04:47:11 <tpatil_> samP: That's not possible
04:47:53 <samP> tpatil_: cant we use on maintenance? is it block the evacuation too?
04:48:15 <tpatil_> samP: Evacuate api will fail if the compute host is out of resources and then it will get the new reserved host from the list and continue evacuation on new compute node
04:49:43 <abhishekk> samP: nova does not know about on_maintenance, once compute service is enabled on reserved host then nova can use that host to schedule new instances
04:51:04 <tpatil_> samP: Abhishek is correct
04:51:31 <samP> sorry, probably my mistake of nova service-disable --reason maintenance
04:52:59 <samP> however, it seems that migrate can preform even in service-disable mode, may be that made me confuse
04:53:10 <samP> http://docs.openstack.org/ops-guide/ops-maintenance-compute.html
04:55:50 <rkmrHonjo> samP: Just a information: The software that is base of masakari didn't care this scheduling problem. (Of course, improving it is nice.)
04:56:12 <tpatil_> IMO, the nova compute service should be enabled even in live migration case other RPC message won't work at all
04:57:01 <samP> rkmrHonjo: correct.
04:57:51 <tpatil_> s/other/otherwise
04:58:38 <samP> tpatil_: agree... I will chekck the current nova code and update myself...
04:59:11 <samP> ok then, its almost time...
04:59:34 <rkmrHonjo> In my understanding, http://docs.openstack.org/ops-guide/ops-maintenance-compute.html says that source-computenode can be disable. But, dest-compute node should be enable.
04:59:53 <takashi> Let's keep discussion on specs. would be glad if we can get some feedback from previous masakari implementation
05:00:06 <samP> rkmrHonjo: right
05:00:26 <samP> Please put your comments and questions on the spec..
05:00:37 <samP> #topic AOB
05:00:44 <takashi> I'll have a look about specs and some remainig patches
05:00:52 <samP> takashi: sure, thanks
05:01:05 <takashi> Should we move to #openstack-masakari?
05:01:45 <samP> takashi: sure, but I was thinkg to link gerrit with it
05:02:22 <samP> Since, infra said thay dont have enough bots, I left it to TODO
05:03:47 <samP> takashi: sice we are out of time, lets dicuss it on next meeting..
05:04:42 <samP> any ohter questions or comments?
05:04:58 <rkmrHonjo> Can I talk about other topic?(Sorry, I forgot to write topic on wiki.)
05:05:08 <samP> rkmrHonjo: sure
05:05:15 <rkmrHonjo> samP: Thanks.
05:05:45 <rkmrHonjo> Masakari-monitors: Takahara & I re-thought about "ProcessLauncher or ServiceLauncher" after last week meeting.

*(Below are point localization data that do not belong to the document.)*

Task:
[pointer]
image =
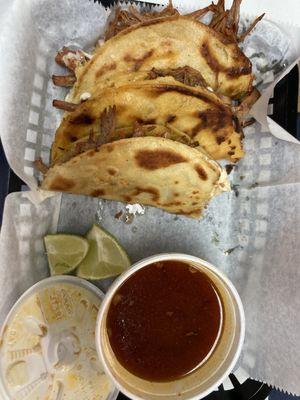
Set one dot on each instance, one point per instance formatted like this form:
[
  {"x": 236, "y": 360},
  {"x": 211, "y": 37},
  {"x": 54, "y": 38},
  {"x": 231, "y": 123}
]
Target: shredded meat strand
[
  {"x": 187, "y": 75},
  {"x": 63, "y": 80},
  {"x": 65, "y": 105},
  {"x": 138, "y": 130},
  {"x": 123, "y": 19},
  {"x": 201, "y": 12},
  {"x": 223, "y": 21},
  {"x": 107, "y": 125},
  {"x": 41, "y": 166},
  {"x": 251, "y": 27}
]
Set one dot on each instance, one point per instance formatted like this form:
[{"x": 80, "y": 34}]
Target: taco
[
  {"x": 150, "y": 170},
  {"x": 195, "y": 112}
]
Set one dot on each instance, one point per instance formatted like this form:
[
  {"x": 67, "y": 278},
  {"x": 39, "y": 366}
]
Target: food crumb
[
  {"x": 229, "y": 168},
  {"x": 253, "y": 185},
  {"x": 119, "y": 214},
  {"x": 135, "y": 209},
  {"x": 235, "y": 189},
  {"x": 232, "y": 249}
]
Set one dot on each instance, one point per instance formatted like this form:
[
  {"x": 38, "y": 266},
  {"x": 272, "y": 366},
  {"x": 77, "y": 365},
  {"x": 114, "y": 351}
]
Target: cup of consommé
[{"x": 170, "y": 327}]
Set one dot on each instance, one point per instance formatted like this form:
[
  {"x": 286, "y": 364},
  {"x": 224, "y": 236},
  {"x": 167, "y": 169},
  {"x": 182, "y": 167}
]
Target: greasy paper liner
[{"x": 251, "y": 233}]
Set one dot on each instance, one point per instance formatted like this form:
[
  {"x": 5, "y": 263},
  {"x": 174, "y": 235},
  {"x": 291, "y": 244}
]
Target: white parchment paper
[{"x": 251, "y": 233}]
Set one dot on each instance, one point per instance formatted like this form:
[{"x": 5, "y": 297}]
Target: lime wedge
[
  {"x": 105, "y": 258},
  {"x": 65, "y": 252}
]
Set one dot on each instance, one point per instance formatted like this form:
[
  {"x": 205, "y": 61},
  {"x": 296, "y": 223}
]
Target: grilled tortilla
[
  {"x": 164, "y": 44},
  {"x": 195, "y": 112},
  {"x": 149, "y": 170}
]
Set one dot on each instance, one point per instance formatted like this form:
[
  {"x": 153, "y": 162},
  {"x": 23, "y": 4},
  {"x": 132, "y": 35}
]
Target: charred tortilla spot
[
  {"x": 138, "y": 61},
  {"x": 105, "y": 68},
  {"x": 73, "y": 138},
  {"x": 220, "y": 139},
  {"x": 112, "y": 171},
  {"x": 214, "y": 64},
  {"x": 197, "y": 128},
  {"x": 151, "y": 159},
  {"x": 149, "y": 121},
  {"x": 201, "y": 172},
  {"x": 153, "y": 191},
  {"x": 170, "y": 118},
  {"x": 212, "y": 119},
  {"x": 98, "y": 192},
  {"x": 62, "y": 184},
  {"x": 109, "y": 147},
  {"x": 82, "y": 118}
]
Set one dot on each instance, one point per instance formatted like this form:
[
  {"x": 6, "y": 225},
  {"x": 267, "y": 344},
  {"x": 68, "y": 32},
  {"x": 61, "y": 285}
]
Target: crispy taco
[
  {"x": 195, "y": 112},
  {"x": 150, "y": 170},
  {"x": 169, "y": 43}
]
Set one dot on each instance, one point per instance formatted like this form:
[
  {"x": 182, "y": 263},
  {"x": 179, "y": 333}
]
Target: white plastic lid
[{"x": 47, "y": 346}]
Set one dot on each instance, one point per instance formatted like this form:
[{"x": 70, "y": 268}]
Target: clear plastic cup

05:06:07 <rkmrHonjo> As a result, we thought that service launcher is better than process launcher. There are 2 reasons.
05:06:53 <rkmrHonjo> 1: Using service launcher for non-http server is a general way.(This reason was already said in last week meeting.)
05:07:59 <rkmrHonjo> 2: Launching 3 monitors as workers of one parent is not useful. Some users won't wish to use all monitors. And restating/shutoff one monitor is not easy in this way.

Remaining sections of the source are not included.